The /unroll, /unroll2,
and /unroll3
qualifiers modify how KAP unrolls inner loops. More work per
iteration with fewer iterations gives less overhead. The
/scalaropt=2
qualifier level is required to enable
inner loop unrolling. Each iteration reaches the value given by the
/unroll2
qualifier.
kapc
with the DEC C compiler optimization qualifier set to
O5
, you should turn off KAP's loop unrolling by
setting /unroll=1
Outer loop unrolling is performed as part of memory management and is not controlled by these qualifiers.
The syntax for /unroll
and /unroll2
is as
follows:
Long forms: /unroll=<#IT> or /unroll2=<WEIGHT> Short forms: /ur=<#IT> or /ur2=<WEIGHT>
Where:
<#IT>
is the maximum number of iterations to
unroll.
=0
uses default values to unroll.
=1
means no unrolling.
<WEIGHT>
is the maximum weight, that is,
estimate of work, in an unrolled loop. <WEIGHT>
is estimated by counting operands and operators in a loop.
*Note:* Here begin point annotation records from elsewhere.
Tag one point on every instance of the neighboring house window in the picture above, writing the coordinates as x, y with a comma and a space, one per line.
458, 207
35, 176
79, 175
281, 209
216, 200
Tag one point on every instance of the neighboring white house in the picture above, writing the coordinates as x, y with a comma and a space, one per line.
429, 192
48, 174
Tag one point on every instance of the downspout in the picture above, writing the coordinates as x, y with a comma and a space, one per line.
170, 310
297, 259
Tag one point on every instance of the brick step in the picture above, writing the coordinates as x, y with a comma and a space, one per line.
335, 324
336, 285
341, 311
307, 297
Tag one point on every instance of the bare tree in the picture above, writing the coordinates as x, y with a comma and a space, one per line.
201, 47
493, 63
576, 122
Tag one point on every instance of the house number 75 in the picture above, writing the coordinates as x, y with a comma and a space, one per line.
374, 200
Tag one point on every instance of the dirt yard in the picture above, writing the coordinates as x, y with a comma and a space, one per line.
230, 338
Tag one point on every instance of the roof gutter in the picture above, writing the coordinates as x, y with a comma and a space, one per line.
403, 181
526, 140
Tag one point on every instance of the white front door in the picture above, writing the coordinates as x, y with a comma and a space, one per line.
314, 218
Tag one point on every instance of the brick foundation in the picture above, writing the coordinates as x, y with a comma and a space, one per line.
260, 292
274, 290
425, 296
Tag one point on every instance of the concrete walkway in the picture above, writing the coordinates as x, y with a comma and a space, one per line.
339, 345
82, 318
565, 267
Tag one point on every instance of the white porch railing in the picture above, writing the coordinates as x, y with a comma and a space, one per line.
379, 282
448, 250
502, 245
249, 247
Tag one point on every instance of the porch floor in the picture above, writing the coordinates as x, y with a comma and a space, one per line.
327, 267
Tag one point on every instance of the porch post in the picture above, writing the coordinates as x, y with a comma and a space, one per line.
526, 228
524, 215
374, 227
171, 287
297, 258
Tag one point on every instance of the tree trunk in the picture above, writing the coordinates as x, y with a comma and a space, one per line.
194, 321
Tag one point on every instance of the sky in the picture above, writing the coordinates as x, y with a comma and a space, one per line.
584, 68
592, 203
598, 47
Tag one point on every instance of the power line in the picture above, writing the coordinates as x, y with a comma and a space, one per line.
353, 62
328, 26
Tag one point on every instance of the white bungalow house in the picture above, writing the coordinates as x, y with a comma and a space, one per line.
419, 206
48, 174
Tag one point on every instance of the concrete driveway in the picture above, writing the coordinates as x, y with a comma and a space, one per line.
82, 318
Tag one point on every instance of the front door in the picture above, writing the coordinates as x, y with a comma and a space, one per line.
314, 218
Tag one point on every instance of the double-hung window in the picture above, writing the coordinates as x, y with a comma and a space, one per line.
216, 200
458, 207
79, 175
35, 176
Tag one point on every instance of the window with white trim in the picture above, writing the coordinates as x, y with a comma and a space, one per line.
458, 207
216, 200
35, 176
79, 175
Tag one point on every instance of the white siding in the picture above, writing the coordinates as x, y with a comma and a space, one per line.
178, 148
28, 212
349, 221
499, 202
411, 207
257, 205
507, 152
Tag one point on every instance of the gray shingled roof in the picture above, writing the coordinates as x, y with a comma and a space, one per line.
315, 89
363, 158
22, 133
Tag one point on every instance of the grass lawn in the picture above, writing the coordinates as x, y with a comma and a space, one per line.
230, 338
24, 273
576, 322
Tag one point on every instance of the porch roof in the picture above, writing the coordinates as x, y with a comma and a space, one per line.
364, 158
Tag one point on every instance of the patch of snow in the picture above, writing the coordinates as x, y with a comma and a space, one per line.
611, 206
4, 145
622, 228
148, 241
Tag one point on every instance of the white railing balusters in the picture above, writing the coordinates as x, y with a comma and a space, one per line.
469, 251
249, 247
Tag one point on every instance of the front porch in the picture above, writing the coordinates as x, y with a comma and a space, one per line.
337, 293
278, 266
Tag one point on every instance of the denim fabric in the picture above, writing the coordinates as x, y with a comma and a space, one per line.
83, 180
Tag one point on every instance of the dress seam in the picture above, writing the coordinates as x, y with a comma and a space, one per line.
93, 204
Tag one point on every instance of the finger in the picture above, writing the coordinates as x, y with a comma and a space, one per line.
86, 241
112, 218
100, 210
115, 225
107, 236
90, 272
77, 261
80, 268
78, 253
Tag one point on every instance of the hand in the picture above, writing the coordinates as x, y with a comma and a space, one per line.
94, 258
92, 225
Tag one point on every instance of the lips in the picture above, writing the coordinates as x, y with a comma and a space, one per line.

There are two ways to control loop unrolling. The first is to set the maximum number of iterations that can be unrolled; the second is to set the maximum amount of work to be done in an unrolled iteration. KAP will unroll as many iterations as possible while keeping within both these limits, up to a maximum of 100 iterations. NO warning is given if you request more than 100 unrolled iterations.
The default (4,200) means that the maximum number of iterations to unroll is 4 and that the maximum amount of work is 200.
By increasing or decreasing the maximum iteration workload, you can
control the amount of work that ends up in each loop iteration, as
long as the number of unrolled iterations does not exceed the unroll
limit. The workload is estimated by adding operations, including
subscripts and assignments; scalars, not including the loop index;
and if
statements. Loops with function calls are
weighted more heavily and are never unrolled. The following example
demonstrates the workload limit. Assume that /unroll=3
and /unroll2=24
are the qualifier settings.
for ( i=0; i<n; i++ ) { a[i] = b[i]+c[i]; }
The amount of work in this loop is 5. By default, the loop would
be unrolled three times, because that is the maximum allowed by
the unroll limit, and the resulting weight (3*5) is less than the
unroll2
limit of 24.
If you set the /unroll2
limit to 10, the loop would be
unrolled twice because unrolling the original loop three times would
produce a loop with workload of 15, which would exceed the
/unroll2
limit. The result would be the following:
for ( i = 0; i<=n - 2; i+=2 ) { a[i] = b[i] + c[i]; a[i+1] = b[i+1] + c[i+1]; } for ( ; i<n; i++ ) { a[i] = b[i] + c[i]; }
The unroll3=n
qualifie sets the lower limit for
unrolling. If there are less than n
units of work in
the loop (same units as /unroll2
), the loop will not
be unrolled. The amount of work in each loop iteration is shown in
the loop table in the annotated listing. This qualifier value should
be left at 1, the default.